The blend's appeal is the two-receptor design. Ipamorelin on its own gives a clean, selective pulse; the No-DAC GHRH half adds a second, independent push on the same axis. The DAC version is a different research question entirely, since its long half-life shifts the study from "pulse shape" to "sustained exposure."


FAQs

What is the CJC-1295 No DAC + Ipamorelin blend?
It is a research-grade combination of two growth-hormone secretagogues in one 10 mg vial: 5 mg of CJC-1295 No DAC (a GHRH-receptor analog) and 5 mg of Ipamorelin (a selective ghrelin-receptor agonist). The two act on separate receptors of the same growth-hormone axis. It is sold for laboratory research only and is not an approved medication.

Why combine a GHRH analog with a GHRP?
Because they work through different receptors. CJC-1295 No DAC signals through the GHRH receptor and the cAMP pathway; Ipamorelin signals through the ghrelin receptor and the calcium pathway, and also reduces somatostatin's braking effect.

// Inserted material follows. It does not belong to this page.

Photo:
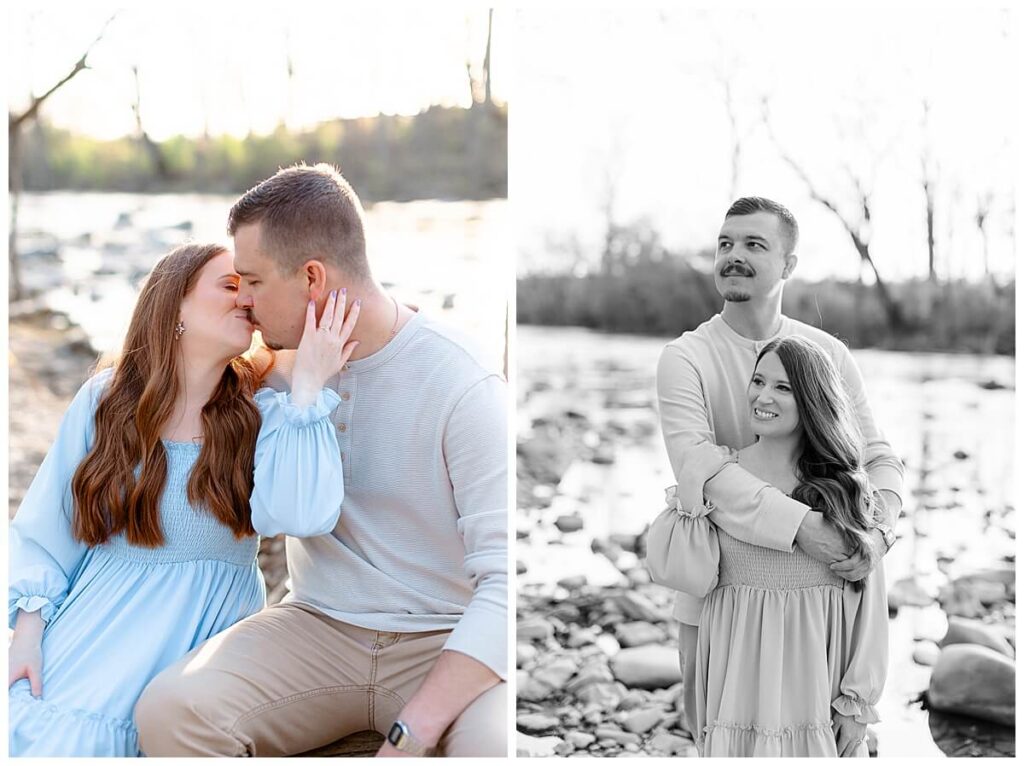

Bowers and colleagues showed that a GHRH plus a GHRP together release more growth hormone than either alone, which is the documented basis for pairing this class.

What does "No DAC" mean?
DAC stands for Drug Affinity Complex, a modification that binds CJC-1295 to albumin and stretches its half-life to several days. The No-DAC form (Mod GRF 1-29) omits that, so it acts over a short window closer to native GHRH. Most published human trials used the DAC version, so No-DAC claims should lean on the shared GHRH-analog mechanism rather than No-DAC-specific human data.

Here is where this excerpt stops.